Mixture of quail droppings and ash 'magic' fertiliser for healthy crops

Mixture of quail droppings and ash 'magic' fertiliser for healthy crops

By Nikko Tanui

Kericho, Kenya: Miriam Cheruiyot’s lush garden of traditional sagek vegetables is breathtaking. Fellow villagers in Chebaon in Kericho County admire the sagek leaves as they sway with the wind and long for a piece of the same in their shambas.

Cheruiyot, 47, is happy to reveal the secret she accidentally discovered that makes her garden an envy of many. She mixes quails’ droppings with ash to get magic fertiliser that has transformed her farming for the better and boosted her produce.

“Ash is a traditional disinfectant and I used it and to prevent the quails’ droppings from smearing the floor of my house, I would sprinkle ash on them and sweep and throw the rubbish in the garden. Soon, I noticed that my sagek garden was getting greener and the leaves larger,” says Cheruiyot, who keeps 2,000 quails.

She began experimenting more with the new fertiliser by mixing more quantities of the birds’ droppings with ash and used it to plant more of the traditional vegetable. She was pleased by how they responded to the fertiliser.

“It has turned out to be the best organic fertiliser I have ever used,” Cheruiyot says.

Better still, she says her traditional vegetable garden is no longer attacked by cut worms and other pests which used to destroy the vegetable.

She earns an average of Sh300 from the sale of the vegetable from the tiny patch of garden. Now buoyed by the demand, she intends to expand it.

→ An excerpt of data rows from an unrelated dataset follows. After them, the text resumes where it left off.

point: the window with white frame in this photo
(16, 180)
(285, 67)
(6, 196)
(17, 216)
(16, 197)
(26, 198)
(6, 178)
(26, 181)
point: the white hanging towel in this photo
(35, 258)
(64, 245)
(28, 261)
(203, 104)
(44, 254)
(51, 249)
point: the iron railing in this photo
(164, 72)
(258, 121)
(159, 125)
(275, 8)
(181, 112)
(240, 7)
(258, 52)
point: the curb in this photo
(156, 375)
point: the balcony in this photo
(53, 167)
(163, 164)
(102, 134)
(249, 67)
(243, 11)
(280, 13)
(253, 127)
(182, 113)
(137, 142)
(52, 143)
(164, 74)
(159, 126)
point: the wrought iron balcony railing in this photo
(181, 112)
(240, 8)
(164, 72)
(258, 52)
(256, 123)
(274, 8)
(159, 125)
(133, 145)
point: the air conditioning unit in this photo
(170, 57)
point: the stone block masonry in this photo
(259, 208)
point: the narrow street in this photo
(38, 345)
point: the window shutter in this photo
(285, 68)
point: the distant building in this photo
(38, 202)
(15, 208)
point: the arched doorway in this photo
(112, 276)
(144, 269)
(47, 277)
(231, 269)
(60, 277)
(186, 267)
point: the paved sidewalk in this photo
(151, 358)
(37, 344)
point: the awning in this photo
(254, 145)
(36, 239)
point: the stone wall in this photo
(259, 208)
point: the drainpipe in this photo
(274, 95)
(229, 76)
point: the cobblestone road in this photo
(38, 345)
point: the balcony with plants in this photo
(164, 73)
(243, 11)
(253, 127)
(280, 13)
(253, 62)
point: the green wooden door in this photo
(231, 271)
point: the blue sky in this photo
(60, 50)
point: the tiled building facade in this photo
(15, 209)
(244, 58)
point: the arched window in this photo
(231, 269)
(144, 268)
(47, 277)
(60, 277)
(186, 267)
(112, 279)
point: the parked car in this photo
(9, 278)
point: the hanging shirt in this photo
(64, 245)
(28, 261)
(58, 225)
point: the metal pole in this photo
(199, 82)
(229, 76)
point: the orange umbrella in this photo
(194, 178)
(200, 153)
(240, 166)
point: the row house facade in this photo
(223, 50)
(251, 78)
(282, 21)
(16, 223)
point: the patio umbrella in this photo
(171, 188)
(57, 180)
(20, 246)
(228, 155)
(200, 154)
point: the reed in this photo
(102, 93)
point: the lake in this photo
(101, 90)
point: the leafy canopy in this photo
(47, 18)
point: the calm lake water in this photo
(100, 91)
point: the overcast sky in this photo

“I planted the vegetables just for family consumption but with the growing demand, I have plans of extending the garden for commercial purposes.”

And the vegetable is popular among breastfeeding women. It is believed that sagek makes them produce more breast milk.

To make it even tastier, says Cheruiyot, milk cream is added and since the vegetable has no heartburn, even the elderly love it.

Cheruiyot, a 1998 Guinness Stout Award winner for humanitarian work, says word of mouth has caused neighbours to flock to her house to buy the organic fertiliser which she sells at Sh200 per sack.

“In a month I can sell at least ten bags of the organic fertiliser and the demand is growing day by day,” she says. More and more people have found out that the organic matter is good for other traditional vegetables as well.

Besides the organic fertiliser, Cheruiyot recycles the waste into chicken and cattle feed since the birds only digest 50 per cent of their food.